WASHINGTON — President Donald Trump is expected to sign off on a new law that will likely subject more unemployed Americans to drug tests before they can claim jobless benefits.
The resolution — approved by the Senate on Tuesday after passing in the House in February — nixes a Labor Department regulation that limited how many unemployment-benefit applicants states could test for drugs.
The old rule, implemented under former President Barack Obama, mandated that states could only test applicants if they were looking for work in jobs that require regular drug screenings.
The repeal measure narrowly passed the Senate, 51–48, under the Congressional Review Act, which allows Congress to undo some recently implemented federal regulations with a simple majority.
The House used the same maneuver to get it through their chamber last month with a 236–189 majority.
The bill now heads to Trump’s office for final approval. The White House said the president will sign it into law, although officials have not laid out a timetable for when that could happen.
Republicans argued the Obama-era regulation gave the federal government too much oversight on an issue that should have been decided at the state level.
“As we saw too often, the Obama administration went beyond its legal authority in creating legislation that limits the role of state governments,” Senate Majority Leader Mitch McConnell, R-Ky., said.
But Democrats have warned the new law essentially vilifies jobless Americans and plays into the often-false stereotype that unemployed people are more likely to use drugs.
Studies about the correlation between drug use and employment status are mixed.
“If you’re looking for work, you’re guilty of drug use until being proven innocent,” Sen. Ron Wyden, D-Ore., said.
The little-used maneuver that got it through
The Department of Labor regulation went into effect in September and specified how states could use a 2012 law that allowed them to drug-test certain unemployment benefit seekers.
While the 2012 law broadly stated that states could test applicants looking for work in fields that that require frequent drug screening, the 2016 regulation more narrowly defined what that meant, giving a specific list of eligible jobs, including commercial drivers, flight crew members, and anyone who carries a firearm at work.
But since the 2016 regulation went into effect less than 60 legislative days ago, it was eligible for repeal under the Congressional Review Act.
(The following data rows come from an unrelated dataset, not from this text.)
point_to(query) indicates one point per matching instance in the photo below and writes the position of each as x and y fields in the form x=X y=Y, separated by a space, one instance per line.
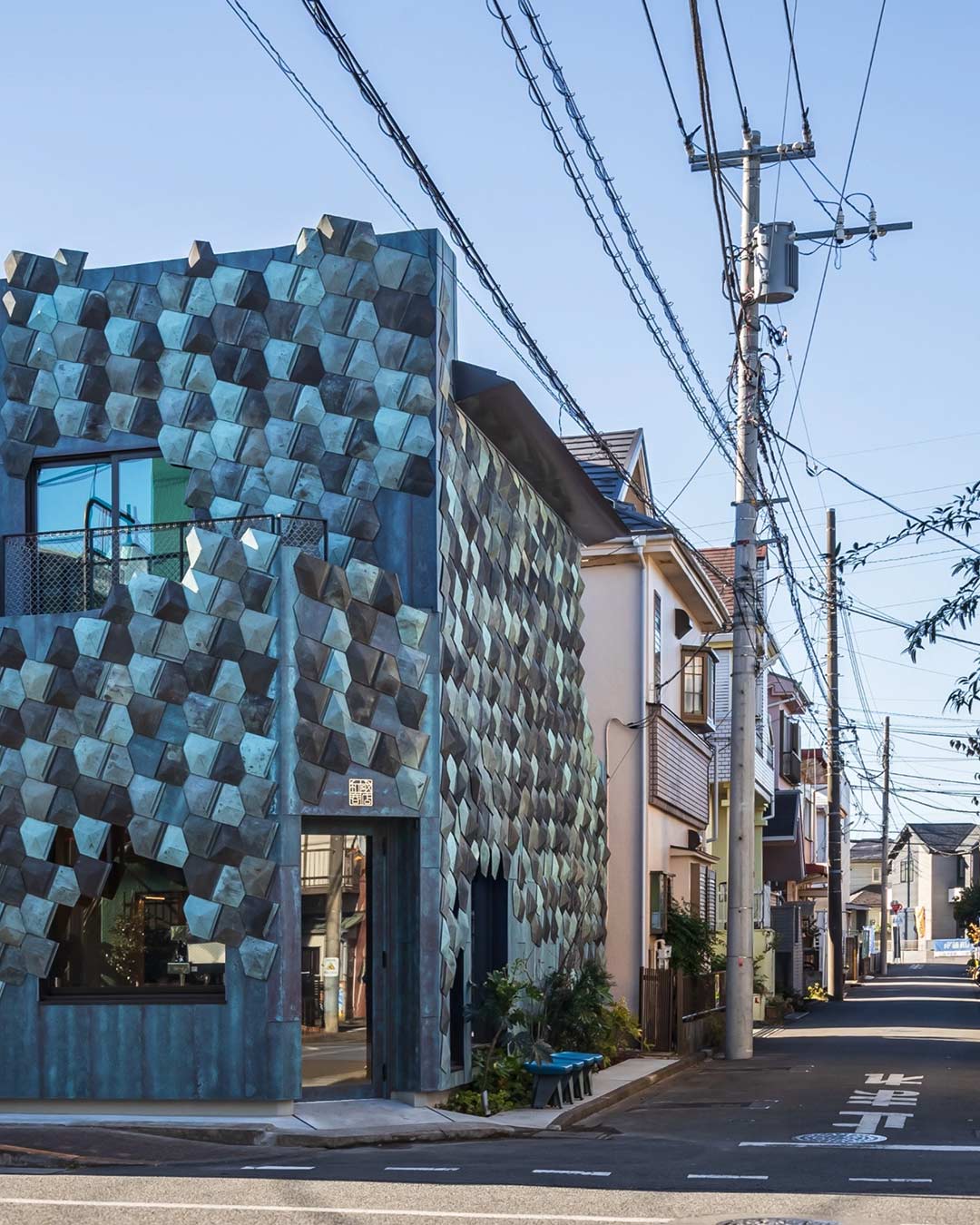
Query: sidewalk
x=26 y=1137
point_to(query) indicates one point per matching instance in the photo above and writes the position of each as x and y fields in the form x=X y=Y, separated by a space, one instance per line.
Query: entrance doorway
x=336 y=965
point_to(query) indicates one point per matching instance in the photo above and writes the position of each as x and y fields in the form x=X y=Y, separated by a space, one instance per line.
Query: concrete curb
x=585 y=1109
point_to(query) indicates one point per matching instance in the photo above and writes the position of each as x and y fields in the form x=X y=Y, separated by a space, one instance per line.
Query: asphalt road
x=863 y=1112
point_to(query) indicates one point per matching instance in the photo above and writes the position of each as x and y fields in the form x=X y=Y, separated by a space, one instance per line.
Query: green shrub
x=508 y=1087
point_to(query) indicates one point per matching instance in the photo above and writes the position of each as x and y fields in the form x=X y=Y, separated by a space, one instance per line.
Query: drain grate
x=840 y=1140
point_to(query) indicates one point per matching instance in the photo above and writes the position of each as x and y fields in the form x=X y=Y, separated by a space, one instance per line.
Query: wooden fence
x=675 y=1010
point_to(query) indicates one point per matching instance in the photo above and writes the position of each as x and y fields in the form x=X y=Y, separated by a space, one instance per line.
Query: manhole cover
x=842 y=1140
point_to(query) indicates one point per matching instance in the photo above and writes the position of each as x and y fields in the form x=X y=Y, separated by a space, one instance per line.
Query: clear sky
x=133 y=129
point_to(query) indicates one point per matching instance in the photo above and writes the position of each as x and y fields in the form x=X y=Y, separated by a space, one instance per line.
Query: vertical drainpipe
x=644 y=748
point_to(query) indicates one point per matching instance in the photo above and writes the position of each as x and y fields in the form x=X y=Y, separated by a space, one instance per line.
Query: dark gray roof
x=941 y=837
x=499 y=408
x=640 y=524
x=784 y=818
x=868 y=896
x=867 y=850
x=597 y=463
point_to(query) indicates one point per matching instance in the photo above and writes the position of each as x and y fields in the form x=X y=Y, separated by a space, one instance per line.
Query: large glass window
x=697 y=686
x=100 y=522
x=132 y=940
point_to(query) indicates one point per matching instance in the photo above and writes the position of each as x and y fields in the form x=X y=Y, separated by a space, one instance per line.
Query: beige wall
x=618 y=693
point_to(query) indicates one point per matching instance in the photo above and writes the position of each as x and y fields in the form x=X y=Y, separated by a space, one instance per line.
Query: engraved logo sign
x=360 y=793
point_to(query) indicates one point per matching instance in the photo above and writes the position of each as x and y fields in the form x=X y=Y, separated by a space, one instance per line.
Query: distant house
x=928 y=864
x=651 y=609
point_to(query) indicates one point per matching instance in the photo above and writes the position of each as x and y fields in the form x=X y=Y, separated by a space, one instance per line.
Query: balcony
x=762 y=909
x=58 y=573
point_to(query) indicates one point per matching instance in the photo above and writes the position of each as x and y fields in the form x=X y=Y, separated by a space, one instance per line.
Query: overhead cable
x=605 y=179
x=297 y=83
x=688 y=136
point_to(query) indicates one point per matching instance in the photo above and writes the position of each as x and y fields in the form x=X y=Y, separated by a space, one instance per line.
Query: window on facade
x=132 y=941
x=697 y=686
x=790 y=763
x=100 y=522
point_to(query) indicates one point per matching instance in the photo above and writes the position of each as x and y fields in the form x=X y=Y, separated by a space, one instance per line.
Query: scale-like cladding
x=521 y=783
x=151 y=717
x=294 y=382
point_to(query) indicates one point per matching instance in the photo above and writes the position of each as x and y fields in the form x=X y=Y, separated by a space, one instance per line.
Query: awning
x=783 y=839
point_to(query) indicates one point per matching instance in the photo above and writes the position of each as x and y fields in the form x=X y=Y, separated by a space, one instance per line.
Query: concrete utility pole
x=333 y=914
x=886 y=786
x=835 y=889
x=745 y=622
x=741 y=839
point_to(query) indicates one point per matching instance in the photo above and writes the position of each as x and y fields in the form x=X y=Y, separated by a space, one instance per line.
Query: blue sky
x=136 y=129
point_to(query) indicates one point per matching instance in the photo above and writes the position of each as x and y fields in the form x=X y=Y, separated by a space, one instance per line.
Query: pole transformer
x=835 y=891
x=886 y=787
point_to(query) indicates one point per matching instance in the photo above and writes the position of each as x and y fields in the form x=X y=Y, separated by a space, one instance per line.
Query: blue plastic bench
x=553 y=1083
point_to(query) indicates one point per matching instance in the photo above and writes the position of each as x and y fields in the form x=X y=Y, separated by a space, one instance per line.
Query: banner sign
x=961 y=947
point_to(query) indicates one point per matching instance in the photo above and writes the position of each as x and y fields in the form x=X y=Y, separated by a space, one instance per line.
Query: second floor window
x=697 y=686
x=97 y=522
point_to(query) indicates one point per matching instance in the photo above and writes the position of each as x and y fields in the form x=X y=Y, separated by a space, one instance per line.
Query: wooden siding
x=679 y=767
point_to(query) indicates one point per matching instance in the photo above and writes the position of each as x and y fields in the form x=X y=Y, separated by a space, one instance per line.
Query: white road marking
x=279 y=1168
x=169 y=1207
x=887 y=1147
x=889 y=1180
x=744 y=1178
x=424 y=1169
x=583 y=1173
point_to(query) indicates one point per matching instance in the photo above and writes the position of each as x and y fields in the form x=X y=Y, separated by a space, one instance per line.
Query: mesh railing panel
x=52 y=573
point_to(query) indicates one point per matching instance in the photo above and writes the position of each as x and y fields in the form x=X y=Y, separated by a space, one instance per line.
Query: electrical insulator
x=777 y=262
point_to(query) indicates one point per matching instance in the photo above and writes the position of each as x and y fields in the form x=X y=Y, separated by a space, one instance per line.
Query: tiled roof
x=724 y=560
x=640 y=524
x=597 y=463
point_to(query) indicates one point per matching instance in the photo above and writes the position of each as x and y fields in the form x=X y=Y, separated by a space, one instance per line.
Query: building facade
x=277 y=567
x=721 y=566
x=928 y=863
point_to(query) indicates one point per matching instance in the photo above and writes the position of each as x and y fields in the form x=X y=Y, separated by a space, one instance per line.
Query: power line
x=871 y=494
x=804 y=109
x=742 y=112
x=685 y=133
x=391 y=128
x=602 y=228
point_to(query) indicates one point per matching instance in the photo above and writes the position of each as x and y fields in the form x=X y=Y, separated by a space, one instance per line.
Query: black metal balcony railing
x=74 y=571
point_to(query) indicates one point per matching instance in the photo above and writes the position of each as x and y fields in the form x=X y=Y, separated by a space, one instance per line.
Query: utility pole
x=741 y=842
x=835 y=889
x=886 y=786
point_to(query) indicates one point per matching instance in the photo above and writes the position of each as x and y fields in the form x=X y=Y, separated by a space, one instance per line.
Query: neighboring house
x=928 y=864
x=721 y=567
x=650 y=608
x=815 y=887
x=370 y=631
x=784 y=839
x=865 y=881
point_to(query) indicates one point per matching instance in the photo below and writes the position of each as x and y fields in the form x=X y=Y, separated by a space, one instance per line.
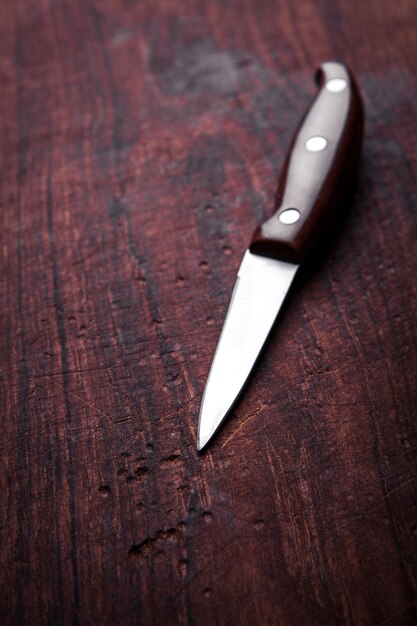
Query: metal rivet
x=316 y=144
x=289 y=216
x=336 y=84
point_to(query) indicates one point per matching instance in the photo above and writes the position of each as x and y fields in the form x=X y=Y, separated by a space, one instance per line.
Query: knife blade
x=318 y=171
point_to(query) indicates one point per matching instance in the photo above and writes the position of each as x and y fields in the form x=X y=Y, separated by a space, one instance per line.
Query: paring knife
x=316 y=176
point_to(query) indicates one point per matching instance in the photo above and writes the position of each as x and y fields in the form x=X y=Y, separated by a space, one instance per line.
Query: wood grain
x=141 y=143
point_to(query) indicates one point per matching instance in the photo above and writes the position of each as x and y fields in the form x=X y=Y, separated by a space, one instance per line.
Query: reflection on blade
x=260 y=289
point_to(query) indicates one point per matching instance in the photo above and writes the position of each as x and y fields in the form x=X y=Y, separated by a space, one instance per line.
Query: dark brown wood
x=315 y=183
x=141 y=143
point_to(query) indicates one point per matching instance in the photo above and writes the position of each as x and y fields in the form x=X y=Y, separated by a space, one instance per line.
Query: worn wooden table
x=140 y=147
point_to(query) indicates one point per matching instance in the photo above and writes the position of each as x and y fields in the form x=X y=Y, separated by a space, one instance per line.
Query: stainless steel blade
x=261 y=286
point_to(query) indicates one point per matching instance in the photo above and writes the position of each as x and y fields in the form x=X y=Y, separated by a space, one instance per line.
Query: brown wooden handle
x=318 y=170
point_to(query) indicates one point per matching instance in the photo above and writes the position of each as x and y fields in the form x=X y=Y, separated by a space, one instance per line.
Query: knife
x=317 y=175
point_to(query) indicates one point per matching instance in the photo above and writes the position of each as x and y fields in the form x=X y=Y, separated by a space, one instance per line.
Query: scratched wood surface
x=140 y=146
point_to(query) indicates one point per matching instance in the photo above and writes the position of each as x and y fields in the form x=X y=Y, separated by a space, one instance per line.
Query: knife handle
x=318 y=170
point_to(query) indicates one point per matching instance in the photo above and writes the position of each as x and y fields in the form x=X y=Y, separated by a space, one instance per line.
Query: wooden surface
x=141 y=142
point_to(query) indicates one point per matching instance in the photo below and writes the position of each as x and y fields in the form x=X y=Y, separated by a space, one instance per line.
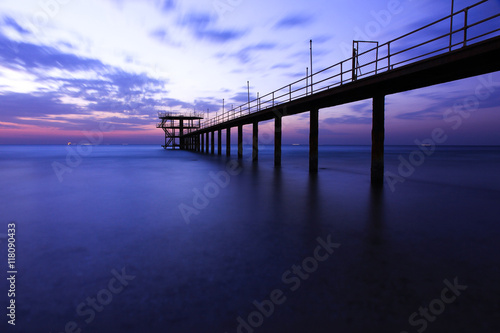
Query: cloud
x=29 y=56
x=293 y=21
x=246 y=54
x=14 y=105
x=282 y=66
x=168 y=6
x=347 y=120
x=202 y=27
x=10 y=22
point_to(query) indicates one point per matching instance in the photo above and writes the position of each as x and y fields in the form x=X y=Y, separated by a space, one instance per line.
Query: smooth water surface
x=205 y=240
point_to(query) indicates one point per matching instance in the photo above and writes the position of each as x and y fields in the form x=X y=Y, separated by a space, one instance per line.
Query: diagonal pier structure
x=436 y=53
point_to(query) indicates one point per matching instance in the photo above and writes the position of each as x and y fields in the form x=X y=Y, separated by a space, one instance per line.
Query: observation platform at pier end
x=176 y=126
x=463 y=44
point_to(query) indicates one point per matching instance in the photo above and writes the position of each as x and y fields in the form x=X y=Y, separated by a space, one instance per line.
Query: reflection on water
x=120 y=208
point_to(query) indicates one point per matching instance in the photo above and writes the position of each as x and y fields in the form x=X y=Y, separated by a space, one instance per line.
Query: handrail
x=302 y=88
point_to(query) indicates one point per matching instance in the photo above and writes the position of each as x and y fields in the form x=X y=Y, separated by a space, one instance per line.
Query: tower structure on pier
x=176 y=126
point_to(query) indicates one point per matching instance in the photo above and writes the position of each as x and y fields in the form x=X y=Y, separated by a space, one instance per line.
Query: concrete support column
x=228 y=141
x=240 y=141
x=213 y=143
x=255 y=141
x=313 y=140
x=207 y=143
x=277 y=141
x=378 y=137
x=219 y=142
x=181 y=135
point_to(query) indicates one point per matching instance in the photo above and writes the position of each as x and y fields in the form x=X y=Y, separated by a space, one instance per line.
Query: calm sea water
x=138 y=239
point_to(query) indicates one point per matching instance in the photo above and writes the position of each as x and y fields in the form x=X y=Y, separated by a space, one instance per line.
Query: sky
x=73 y=67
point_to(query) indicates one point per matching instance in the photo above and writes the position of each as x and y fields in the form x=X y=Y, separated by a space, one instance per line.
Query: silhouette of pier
x=460 y=45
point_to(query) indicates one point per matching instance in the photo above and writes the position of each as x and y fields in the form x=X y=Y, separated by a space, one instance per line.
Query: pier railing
x=462 y=28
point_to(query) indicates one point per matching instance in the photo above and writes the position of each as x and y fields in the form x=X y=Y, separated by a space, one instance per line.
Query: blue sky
x=67 y=65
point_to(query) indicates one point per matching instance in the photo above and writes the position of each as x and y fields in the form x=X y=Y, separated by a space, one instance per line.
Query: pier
x=433 y=54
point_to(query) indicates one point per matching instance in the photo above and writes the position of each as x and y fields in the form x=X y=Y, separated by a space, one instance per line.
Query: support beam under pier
x=213 y=143
x=219 y=142
x=313 y=140
x=378 y=137
x=240 y=141
x=207 y=143
x=277 y=140
x=255 y=141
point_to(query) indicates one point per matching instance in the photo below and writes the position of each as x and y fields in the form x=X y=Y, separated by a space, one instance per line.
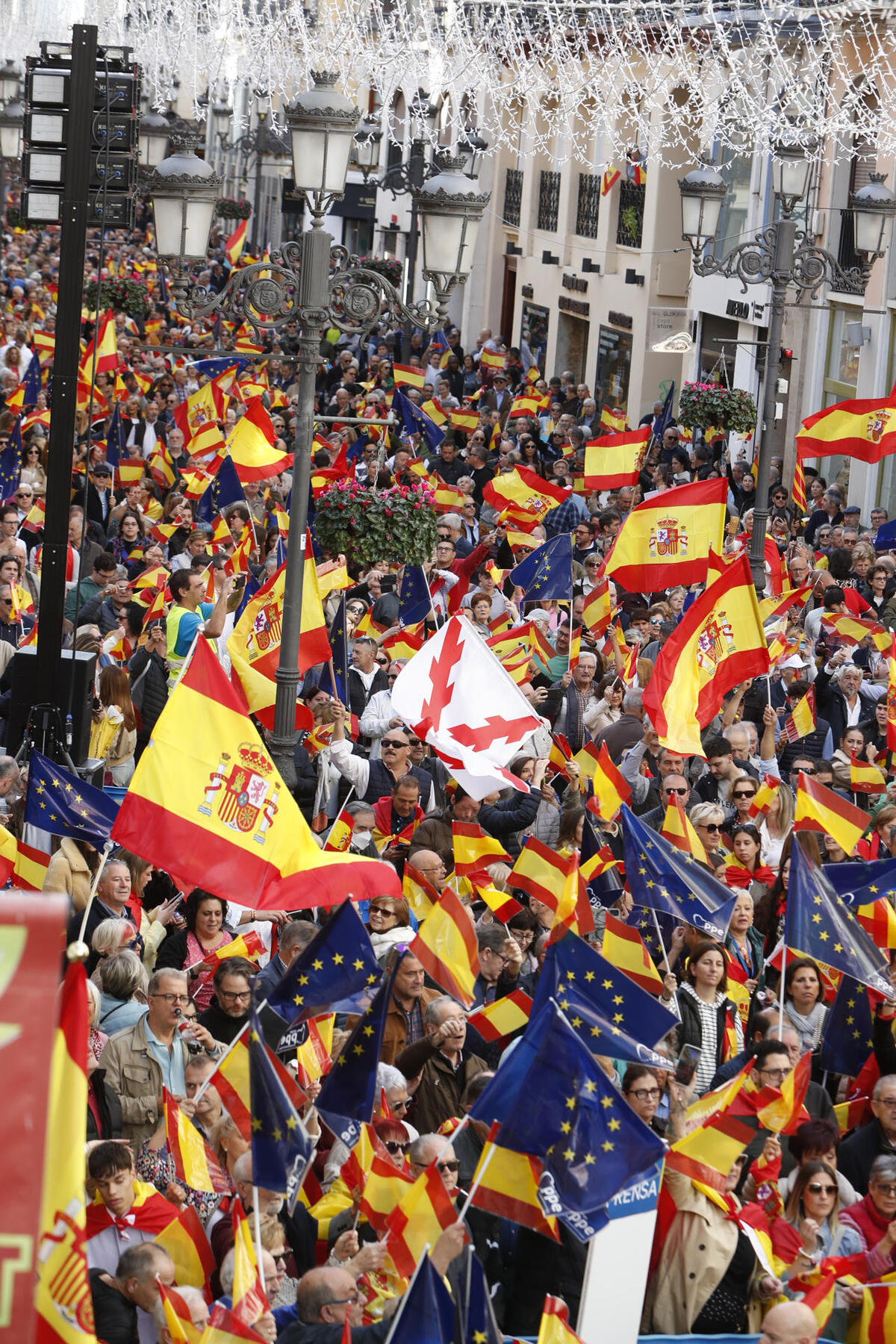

The little-used maneuver allows Congress to overturn newly implemented federal regulations with a simple majority (instead of the standard three-fifths vote).
The regulation-busting resolutions still need to be signed into law by the president, who typically is the person who oversaw the regulations to begin with.
That means that the maneuver is only effective during a regime change, when a new president aligned with Congress can undo the old party’s president’s rules.
Before this year, it had only been used once before, when President George W. Bush nixed a Clinton-era labor safety regulation.
The drug test regulation is the eighth Obama-era regulation the current Congress has killed through the Congressional Review Act. Among the stifled regulations are a measure that blocked some disabled Americans with mental health conditions from buying guns.
Back to the states?
After Trump signs the anti-regulation resolution into law, the Department of Labor will have the chance to write a new regulation in its place — however, the Congressional Review Act does stipulate that new orders can’t be too much like the nixed ones.
Labor officials have not indicated what the possible replacement could include.
Multiple states have expressed interest in drug-testing more of their benefits-seeking residents, and it’s possible that the deregulation may create room for them to proceed with more aggressive drug testing policies.
Florida enacted a law in 2011 that would have required that all welfare benefit recipients undergo drug screenings.
In 2015, Wisconsin Gov. Scott Walker preemptively sued the Obama administration for the right to drug-test recipients of the state’s public benefit programs, such as welfare and unemployment.
The case was tossed in September, with a judge arguing that Walker had no grounds on which to sue, since the federal government had not actually rejected his request.
Democrats from states that have tried to enact mandatory drug testing said the new deregulation could open the door for more widespread screenings.